The RAIF was operationalised through the development of a BAM framework to provide a business decision tool to support pro-active mitigation planning to lower built asset vulnerability and increase resilience to EILD events. Whilst developing the tool identified a number of conflicts between quantitative and qualitative approaches to disaster risk management it again reinforced the need for real-world solutions to adopt a holistic, systems view of resilience (Melkunaite 2016; Mieler et al. 2015) that combines both engineering and socioecological resilience concepts (Holling 2001). The challenge going forward is to develop multi-disciplinary models and tools that effectively combine quantitative and qualitative metrics into the disaster risk management and business continuity and resilience planning. This is an area of research that needs to be addressed if built asset resilience is to be improved.

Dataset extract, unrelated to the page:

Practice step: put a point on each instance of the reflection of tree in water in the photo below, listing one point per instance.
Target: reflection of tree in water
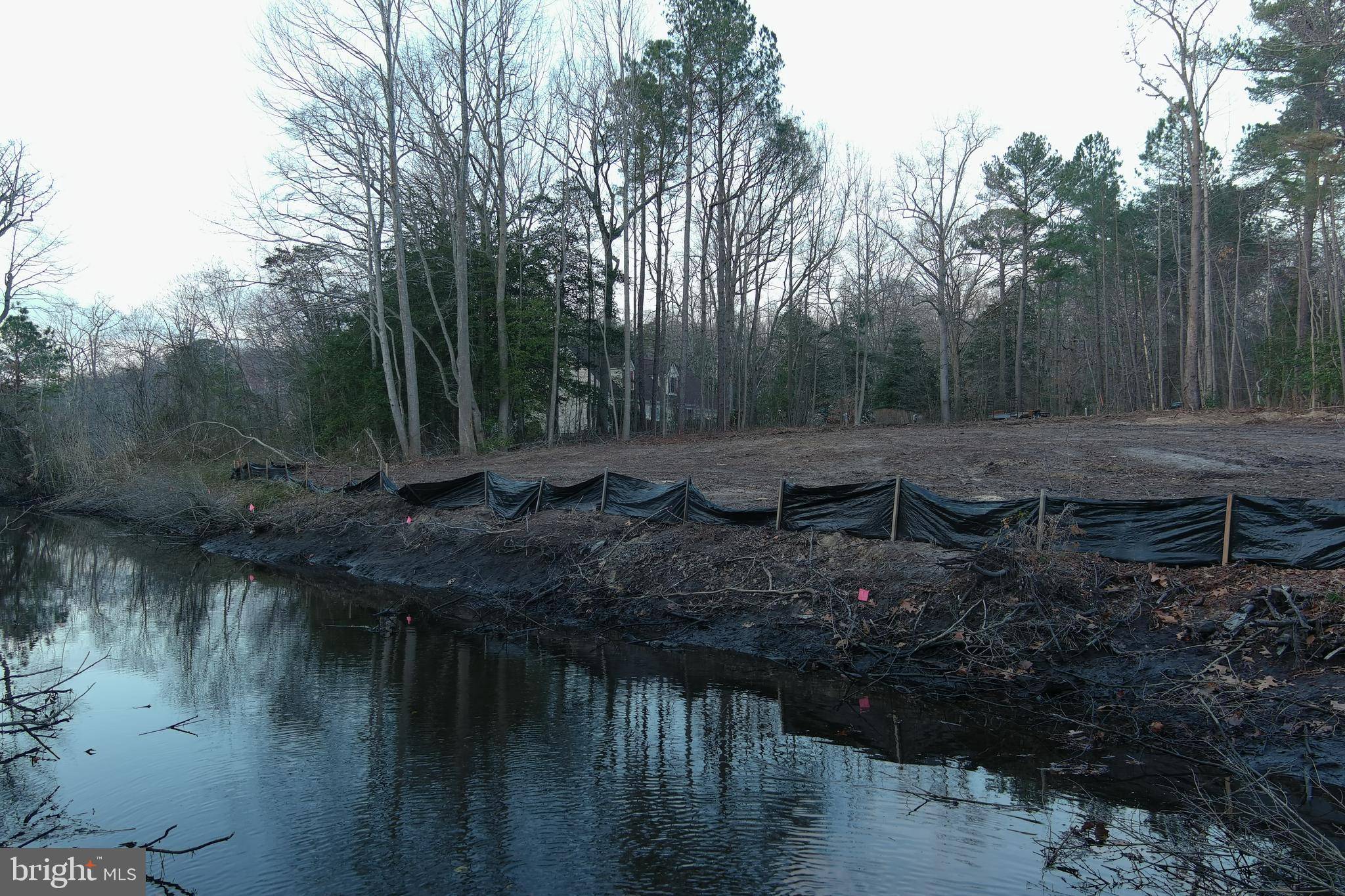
(405, 758)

The development of the RAIF and BAM framework adopted a interactive research methodology that sought to actively engage end-user stakeholders as full members of the research team; as opposed to research subjects to studied. Whilst this methodology at time caused tension between team members the authors believe that it provided a robust methodological framework that supported the delivery of an engineering prototype (the LIQUEFACT software and tools) that reflected the needs of end-users. Asking the ‘so what’ question (so what does this particular piece of research add to the RAIF, BAM framework or LIQUEFACT software or tools) challenged researchers to justify how their research activities supported real-world impact. The authors would recommend a similar approach to those researching multi-disciplinary real-world problems.

Finally, although the focus of the research presented in this paper is EILD events the authors believe that the approach described in the paper along with the generic BAM planning framework can provide the basis for developing similar solutions for other disaster events.